Lorsque l’on s’intéresse au cas du webdocumentaire Une nuit au Mans, réalisé en 2016, on comprend à quel point la dimension visuelle est essentielle pour l’immersion du lecteur au cœur du documentaire : typographie stylisée, couleurs évoquant la nuit, barre de progression et éléments visuels en rapport avec l’univers de la course automobile, infographies reprenant les modèles de voitures… Tout est pensé pour plonger l’utilisateur dans le sujet et lui faire vivre les mêmes sensations qu’un spectateur sur place. « Ce reportage est très particulier car il a été réalisé en direct du Mans. On avait préparé des choses en amont, et on devait les compléter sur place. Le fait que ça soit en direct m’a donné envie de faire quelque chose de différent, de montrer qu’on était au cœur de l’évènement. Je m’inspire souvent du jeu vidéo, j’aime quand il y a un côté ludique et pouvoir explore la frontière entre le dessin et la photographie. Je suis très sensible à faire comprendre aux lecteurs nos intentions, à leur montrer ce que nous avons vécu. Pour les couleurs, je ne voulais pas quelque chose de trop agressif, je cherchais quelque chose de sulfureux, qui rappelle la nuit. J’ai imaginé une grille à remplir avant de partir, et une fois là-bas, les journalistes ont écrit leurs textes. Je travaillais aussi sur les photos prises en direct par le photographe ».

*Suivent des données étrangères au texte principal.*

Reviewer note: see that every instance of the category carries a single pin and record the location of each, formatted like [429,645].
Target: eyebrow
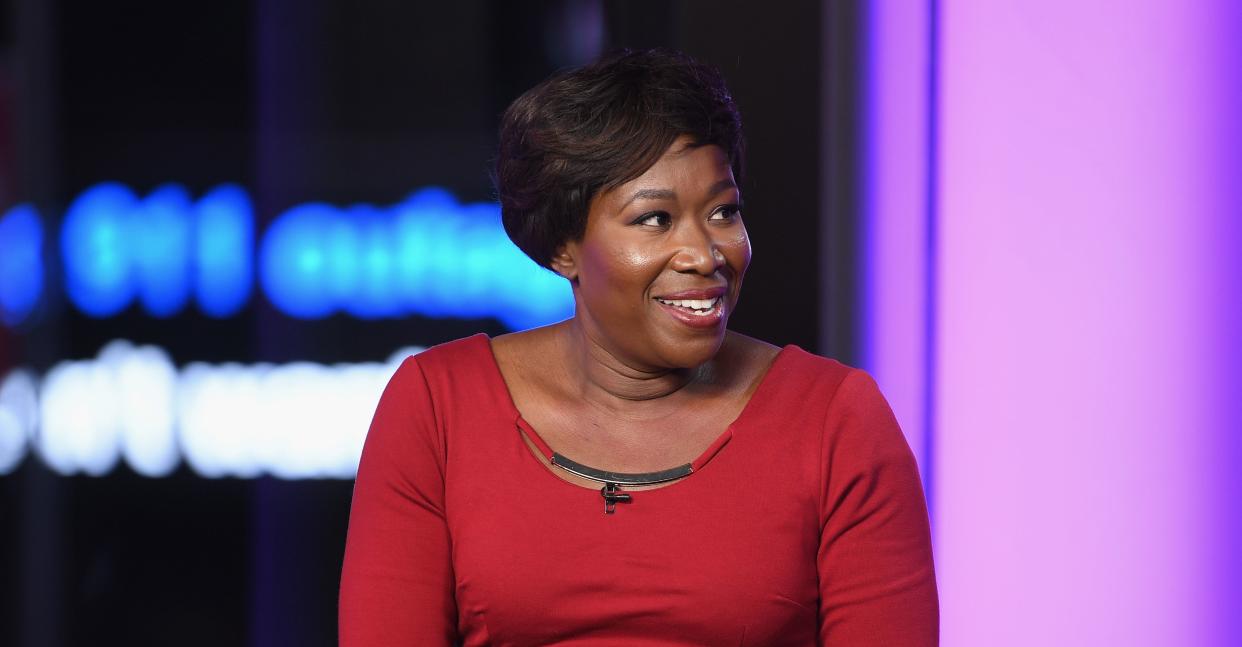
[668,194]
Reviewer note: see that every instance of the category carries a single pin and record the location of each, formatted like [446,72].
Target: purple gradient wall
[1083,201]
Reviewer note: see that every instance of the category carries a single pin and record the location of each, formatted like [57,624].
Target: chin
[693,352]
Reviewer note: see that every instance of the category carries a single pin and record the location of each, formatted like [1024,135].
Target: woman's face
[658,268]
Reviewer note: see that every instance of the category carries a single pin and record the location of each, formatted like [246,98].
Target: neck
[609,378]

De nouveaux enjeux et problématiques

L’émergence du webdocumentaire et des défis qui entourent son format ont par la même occasion fait apparaître de nouveaux enjeux. Que ce soit sa capacité à s’adapter aux changements qui touchent l’écosystème des médias et les habitudes de consommation des lecteurs, les limites intrinsèques à son format ou encore dans les difficultés liées à chaque type de supports sur lesquels il se décline, le webdocumentaire fait face à de nouvelles problématiques qu’il doit prendre en compte s’il espère rendre son mode de lecture attractif et viable sur le long terme.
L’émergence du webdocumentaire a été permise par la découverte progressive des possibilités offertes par le support web, les évolutions techniques et la réception positive de ce type de format par le public. À une époque où chaque média s’applique à renouveler son offre éditoriale pour conserver son lectorat, le webdocumentaire a progressivement réussi à se faire une place aux yeux des utilisateurs à la recherche de nouveauté et d’innovation. Mais paradoxalement, ce qui a permis sa démocratisation pourrait tout aussi bien causer sa perte. Car si les créateurs de webdocumentaires ne veillent pas à faire évoluer sa forme pour qu’il reste dans l’air du temps, il pourrait vite tomber dans l’oubli. Rester attentif à l’évolution de l’écosystème des médias et aux tendances de consommation, à la demande du public et à ses critiques devient alors l’un des enjeux majeurs d’un format qui se base avant tout sur l’interactivité et l’expérience personnalisée qu’il offre à l’utilisateur. « Quand on a lancé le premier Explore, le pourcentage de lecteurs sur mobile était de 35%. Depuis, l’écosystème des médias a totalement changé, et on se retrouve aujourd’hui à 80% de lecteurs sur mobile pour 20% sur ordinateur. On s’est rendu compte que le format que l’on proposait sur desktop n’était plus adapté, ce qui nous a poussé à lancer un nouveau format d’Explore spécialement pour mobile. Il est important de toujours mener une réflexion en amont pour comprendre comment le public peut recevoir un nouveau format », souligne Aurélien Delfosse. Dans le cas de l’équipe Explore, l’accent a été mi dès le départ sur l’évolutivité de celui-ci, afin qu’il puisse s’adapter sur le long terme. En 2017, le service décide ainsi d’inaugurer ce nouveau format spécialement conçu pour l’expérience mobile, avec un reportage intitulé La fille qui avait un petit moteur dans son vélo. Ce nouveau type d’Explore, à la présentation horizontale, démontre comment l’innovation passe aussi par l’adaptabilité et la prise en main du contenu. Un format qui a nécessité de nombreuses améliorations et ajustements avant de rendre la lecture réellement optimale, explique Raphaël Bonan.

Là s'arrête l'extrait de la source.